Outsourcing to Nicaragua
This appeared n Business Week Online recently:
Nicaragua Decades after the Sandinista revolution in the 1970s put it at loggerheads with the Reagan Administration and prompted an estimated 400,000 people to flee the country, Nicaragua is trying to get back into the global economy by embracing outsourcing. With the prodding of trade promotion agency ProNicaragua, the Spanish-speaking country of 5.3 million people has rolled out an aggressive package of incentives to attract foreign investment.
ProNicaragua's pitch emphasizes the country's low crime rate, moderate 5% annual inflation, and a newly-improved telecom infrastructure that features fiber-optic connections to the U.S. Nicaragua is staking its ground on attracting call centers, and to speed the process along, the government spent $3 million to build a 500-seat call center in the capital of Managua. ProNicaragua hopes to announce its first major tenant early this year.
Most of the work there will likely serve Spanish-speaking customers in the U.S. or elsewhere in Latin America, but to highlight Nicaragua's potential for bilingual customer service, the government also has assembled a database of 5,000 English-speaking workers available for hire. Call center workers typically earn $300 to $600 per month -- higher than in India, but only half the rate in neighboring Costa Rica and Panama.

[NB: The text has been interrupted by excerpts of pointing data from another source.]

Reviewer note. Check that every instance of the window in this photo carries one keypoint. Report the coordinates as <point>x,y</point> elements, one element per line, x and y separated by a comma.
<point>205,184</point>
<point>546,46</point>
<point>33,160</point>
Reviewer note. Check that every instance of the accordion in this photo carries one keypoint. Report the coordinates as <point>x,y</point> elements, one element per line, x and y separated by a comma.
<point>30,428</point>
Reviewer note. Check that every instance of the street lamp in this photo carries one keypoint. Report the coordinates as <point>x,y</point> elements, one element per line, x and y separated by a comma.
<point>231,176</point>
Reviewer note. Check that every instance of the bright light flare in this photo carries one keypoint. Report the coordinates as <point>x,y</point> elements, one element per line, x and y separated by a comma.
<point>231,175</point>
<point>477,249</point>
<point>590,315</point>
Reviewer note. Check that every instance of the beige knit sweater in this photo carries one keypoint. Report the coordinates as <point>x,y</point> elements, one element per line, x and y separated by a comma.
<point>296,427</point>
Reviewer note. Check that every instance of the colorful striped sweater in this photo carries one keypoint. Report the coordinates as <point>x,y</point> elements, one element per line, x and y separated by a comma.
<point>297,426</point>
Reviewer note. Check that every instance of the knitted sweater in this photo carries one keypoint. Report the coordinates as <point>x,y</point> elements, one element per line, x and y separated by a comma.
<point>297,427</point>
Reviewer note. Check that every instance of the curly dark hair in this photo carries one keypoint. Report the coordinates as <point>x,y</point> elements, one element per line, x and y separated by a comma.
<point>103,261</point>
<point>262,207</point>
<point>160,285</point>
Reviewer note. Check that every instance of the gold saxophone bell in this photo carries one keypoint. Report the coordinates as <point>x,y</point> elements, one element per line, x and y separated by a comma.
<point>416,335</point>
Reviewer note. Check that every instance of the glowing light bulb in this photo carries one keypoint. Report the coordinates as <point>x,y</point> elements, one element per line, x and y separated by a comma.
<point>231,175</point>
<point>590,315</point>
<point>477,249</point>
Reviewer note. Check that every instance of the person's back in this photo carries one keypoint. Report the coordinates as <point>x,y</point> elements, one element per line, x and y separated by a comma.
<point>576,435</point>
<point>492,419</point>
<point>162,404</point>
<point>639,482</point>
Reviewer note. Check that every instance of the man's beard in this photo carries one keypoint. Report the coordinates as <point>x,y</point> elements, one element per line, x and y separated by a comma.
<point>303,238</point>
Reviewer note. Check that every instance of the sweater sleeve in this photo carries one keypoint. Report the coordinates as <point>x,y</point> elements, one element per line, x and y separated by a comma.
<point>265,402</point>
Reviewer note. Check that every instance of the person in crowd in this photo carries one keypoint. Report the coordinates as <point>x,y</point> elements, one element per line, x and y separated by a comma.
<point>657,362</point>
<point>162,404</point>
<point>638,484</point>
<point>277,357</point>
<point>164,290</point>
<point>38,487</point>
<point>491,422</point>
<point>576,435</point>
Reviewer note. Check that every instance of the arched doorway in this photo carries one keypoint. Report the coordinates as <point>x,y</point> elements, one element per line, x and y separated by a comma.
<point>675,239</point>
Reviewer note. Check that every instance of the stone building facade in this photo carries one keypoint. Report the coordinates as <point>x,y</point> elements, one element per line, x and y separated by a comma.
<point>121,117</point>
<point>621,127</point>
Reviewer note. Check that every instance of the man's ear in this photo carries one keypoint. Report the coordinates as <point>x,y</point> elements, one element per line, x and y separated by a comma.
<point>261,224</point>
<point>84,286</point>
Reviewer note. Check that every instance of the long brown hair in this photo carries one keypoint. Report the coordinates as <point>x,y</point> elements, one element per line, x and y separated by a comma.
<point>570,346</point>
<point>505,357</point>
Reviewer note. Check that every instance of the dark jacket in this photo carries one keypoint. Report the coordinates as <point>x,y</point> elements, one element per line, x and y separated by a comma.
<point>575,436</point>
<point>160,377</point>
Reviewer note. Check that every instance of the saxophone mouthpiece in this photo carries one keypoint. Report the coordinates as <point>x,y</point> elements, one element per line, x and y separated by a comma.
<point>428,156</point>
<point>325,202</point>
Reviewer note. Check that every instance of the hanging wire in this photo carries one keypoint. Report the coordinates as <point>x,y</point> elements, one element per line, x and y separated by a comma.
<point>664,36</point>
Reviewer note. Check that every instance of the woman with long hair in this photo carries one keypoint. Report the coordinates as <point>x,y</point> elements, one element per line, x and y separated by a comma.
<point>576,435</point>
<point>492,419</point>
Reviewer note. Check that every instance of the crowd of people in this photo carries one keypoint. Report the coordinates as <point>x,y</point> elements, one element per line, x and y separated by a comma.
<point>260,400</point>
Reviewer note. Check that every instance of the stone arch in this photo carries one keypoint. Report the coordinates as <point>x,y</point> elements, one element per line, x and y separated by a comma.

To sweeten the deal, ProNicaragua has pushed through an impressive package of economic incentives, including a 100% exemption from income and capital gains taxes for call-center businesses in special economic zones. Such businesses also will be able to import equipment with no duties, avoid value-added taxes, and pay no property taxes on their facilities. Nicaragua's modest goal is to create 4,000 call-center jobs by 2009, but ProNicaragua Director Juan Carlos Pereira thinks it can do far better.